Radial Density Profile and Stability of Capillary Discharge Plasma Waveguides of Lengths up to 40 Centimeters

TL;DR

This study characterizes the stability and radial density profile of long capillary discharge plasma waveguides, demonstrating their suitability for high-energy laser wakefield acceleration with minimal parameter variations.

Contribution

It reports the longest capillary plasma waveguides to date (up to 40 cm) and provides detailed measurements of their stability, density profiles, and effects on laser pulse propagation.

Findings

Waveguide focusing strength stable to <0.2%

On-axis plasma density stable to <1%

Radial profile rises faster than parabolic

Abstract

We measured the parameter reproducibility and radial electron density profile of capillary discharge waveguides with diameters of 650 um to 2 mm and lengths of 9 to 40 cm. To our knowledge, 40 cm is the longest discharge capillary plasma waveguide to date. This length is important for >= 10 GeV electron energy gain in a single laser driven plasma wakefield acceleration (LPA) stage.

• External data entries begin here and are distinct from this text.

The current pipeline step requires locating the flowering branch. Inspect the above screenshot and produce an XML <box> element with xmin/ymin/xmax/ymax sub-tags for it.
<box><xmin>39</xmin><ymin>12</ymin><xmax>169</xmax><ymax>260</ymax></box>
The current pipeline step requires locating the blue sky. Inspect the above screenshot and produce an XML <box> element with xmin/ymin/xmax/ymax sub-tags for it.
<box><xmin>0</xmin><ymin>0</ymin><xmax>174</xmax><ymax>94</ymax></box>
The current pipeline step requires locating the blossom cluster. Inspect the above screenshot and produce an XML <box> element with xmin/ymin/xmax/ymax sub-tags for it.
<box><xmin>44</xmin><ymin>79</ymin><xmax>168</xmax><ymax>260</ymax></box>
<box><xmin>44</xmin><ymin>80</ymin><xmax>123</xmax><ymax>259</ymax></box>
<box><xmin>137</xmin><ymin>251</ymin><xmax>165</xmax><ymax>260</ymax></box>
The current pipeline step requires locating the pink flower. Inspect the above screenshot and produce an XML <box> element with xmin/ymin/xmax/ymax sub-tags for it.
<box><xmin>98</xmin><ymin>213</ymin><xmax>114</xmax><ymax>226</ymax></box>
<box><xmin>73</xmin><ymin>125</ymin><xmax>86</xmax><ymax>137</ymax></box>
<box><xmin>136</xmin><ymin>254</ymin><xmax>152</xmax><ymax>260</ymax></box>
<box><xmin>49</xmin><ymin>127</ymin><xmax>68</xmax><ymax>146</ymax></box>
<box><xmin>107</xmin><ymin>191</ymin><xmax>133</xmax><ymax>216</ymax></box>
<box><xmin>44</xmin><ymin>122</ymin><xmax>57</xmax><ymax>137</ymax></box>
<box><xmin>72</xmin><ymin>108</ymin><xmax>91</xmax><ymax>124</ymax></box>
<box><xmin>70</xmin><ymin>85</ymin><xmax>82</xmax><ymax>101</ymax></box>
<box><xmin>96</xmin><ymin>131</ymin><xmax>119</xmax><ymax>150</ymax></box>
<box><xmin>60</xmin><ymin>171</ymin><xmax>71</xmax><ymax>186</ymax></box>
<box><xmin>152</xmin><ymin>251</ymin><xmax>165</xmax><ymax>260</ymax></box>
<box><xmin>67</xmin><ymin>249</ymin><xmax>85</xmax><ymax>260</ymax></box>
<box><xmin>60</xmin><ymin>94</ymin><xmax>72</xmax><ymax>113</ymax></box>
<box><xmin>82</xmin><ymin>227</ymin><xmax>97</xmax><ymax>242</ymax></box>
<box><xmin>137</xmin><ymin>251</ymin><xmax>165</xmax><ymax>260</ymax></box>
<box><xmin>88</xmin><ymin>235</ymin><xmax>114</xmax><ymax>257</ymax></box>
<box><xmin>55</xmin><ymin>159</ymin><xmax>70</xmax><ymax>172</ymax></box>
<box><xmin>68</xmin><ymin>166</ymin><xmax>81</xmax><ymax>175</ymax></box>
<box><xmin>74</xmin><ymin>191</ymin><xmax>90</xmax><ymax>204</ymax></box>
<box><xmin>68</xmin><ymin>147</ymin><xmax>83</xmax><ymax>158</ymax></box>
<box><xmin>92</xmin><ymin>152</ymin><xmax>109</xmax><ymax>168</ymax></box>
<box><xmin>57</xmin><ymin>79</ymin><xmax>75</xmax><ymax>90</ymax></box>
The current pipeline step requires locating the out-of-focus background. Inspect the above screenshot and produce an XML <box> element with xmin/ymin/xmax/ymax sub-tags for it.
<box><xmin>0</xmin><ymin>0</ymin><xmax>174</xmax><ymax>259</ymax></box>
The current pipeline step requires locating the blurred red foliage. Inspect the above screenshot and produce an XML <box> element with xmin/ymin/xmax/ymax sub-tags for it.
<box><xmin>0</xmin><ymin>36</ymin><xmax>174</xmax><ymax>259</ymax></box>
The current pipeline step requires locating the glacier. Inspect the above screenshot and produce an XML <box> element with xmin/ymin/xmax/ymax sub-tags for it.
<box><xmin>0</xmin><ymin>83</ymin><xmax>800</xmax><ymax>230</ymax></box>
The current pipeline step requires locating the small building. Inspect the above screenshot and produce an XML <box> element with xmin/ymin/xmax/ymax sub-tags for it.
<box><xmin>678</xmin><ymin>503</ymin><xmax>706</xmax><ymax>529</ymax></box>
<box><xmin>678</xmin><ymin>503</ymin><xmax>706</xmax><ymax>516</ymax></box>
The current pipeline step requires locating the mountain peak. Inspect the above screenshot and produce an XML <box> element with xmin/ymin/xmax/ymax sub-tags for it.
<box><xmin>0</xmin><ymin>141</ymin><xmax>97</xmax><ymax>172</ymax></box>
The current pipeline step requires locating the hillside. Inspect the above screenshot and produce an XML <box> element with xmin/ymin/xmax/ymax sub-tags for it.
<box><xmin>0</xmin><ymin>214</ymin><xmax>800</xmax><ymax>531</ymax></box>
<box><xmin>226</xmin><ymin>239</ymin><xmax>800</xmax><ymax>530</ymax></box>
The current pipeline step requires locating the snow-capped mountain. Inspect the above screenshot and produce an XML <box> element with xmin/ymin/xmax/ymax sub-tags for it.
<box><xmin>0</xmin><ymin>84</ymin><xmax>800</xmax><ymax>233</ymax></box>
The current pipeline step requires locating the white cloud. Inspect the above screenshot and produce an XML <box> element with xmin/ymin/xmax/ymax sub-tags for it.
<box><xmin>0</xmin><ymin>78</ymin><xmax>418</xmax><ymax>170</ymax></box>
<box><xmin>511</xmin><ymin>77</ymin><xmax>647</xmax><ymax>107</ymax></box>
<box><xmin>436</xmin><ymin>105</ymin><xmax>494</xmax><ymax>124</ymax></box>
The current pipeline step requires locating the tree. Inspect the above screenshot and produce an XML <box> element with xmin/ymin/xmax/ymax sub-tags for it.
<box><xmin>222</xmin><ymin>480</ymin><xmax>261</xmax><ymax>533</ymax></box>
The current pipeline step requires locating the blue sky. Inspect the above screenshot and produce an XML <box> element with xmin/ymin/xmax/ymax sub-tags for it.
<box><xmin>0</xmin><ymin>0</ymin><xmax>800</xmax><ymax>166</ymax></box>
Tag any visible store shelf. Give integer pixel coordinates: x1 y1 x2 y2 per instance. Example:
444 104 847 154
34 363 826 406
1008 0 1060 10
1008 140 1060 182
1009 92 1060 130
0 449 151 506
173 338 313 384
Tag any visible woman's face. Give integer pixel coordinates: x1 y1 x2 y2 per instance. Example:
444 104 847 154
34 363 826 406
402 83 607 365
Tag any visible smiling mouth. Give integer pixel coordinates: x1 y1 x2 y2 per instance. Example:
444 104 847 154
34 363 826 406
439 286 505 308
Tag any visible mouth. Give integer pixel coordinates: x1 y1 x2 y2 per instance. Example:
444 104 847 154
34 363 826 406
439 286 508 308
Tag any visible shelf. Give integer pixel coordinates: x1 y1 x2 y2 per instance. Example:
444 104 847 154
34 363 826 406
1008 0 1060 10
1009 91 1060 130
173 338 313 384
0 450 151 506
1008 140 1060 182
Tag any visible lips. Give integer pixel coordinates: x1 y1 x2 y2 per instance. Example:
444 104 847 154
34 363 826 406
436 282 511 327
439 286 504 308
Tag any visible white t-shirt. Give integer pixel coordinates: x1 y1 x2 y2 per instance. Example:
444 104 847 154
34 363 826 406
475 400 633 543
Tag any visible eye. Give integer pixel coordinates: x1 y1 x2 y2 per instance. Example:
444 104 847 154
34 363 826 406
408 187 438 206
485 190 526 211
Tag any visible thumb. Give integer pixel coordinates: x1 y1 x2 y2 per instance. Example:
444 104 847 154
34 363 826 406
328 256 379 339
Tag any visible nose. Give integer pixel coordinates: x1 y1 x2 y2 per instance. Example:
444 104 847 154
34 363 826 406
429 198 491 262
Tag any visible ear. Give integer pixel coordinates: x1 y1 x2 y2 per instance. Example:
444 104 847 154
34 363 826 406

Evaluation of waveguide parameter variations showed that their focusing strength was stable and reproducible to <0.2% and their average on-axis plasma electron density to <1%. These variations explain only a small fraction of LPA electron bunch variations observed in experiments to date. Measurements of laser pulse centroid oscillations revealed that the radial channel profile rises faster than parabolic and are in excellent agreement with magneto-hydro-dynamic simulation results. We show that the effects of non-parabolic contributions on Gaussian pulse propagation were negligible when the pulse was approximately matched to the channel. However, they affected pulse propagation for a non-matched configuration in which the waveguide was used as a plasma telescope to change the focused laser pulse spot size.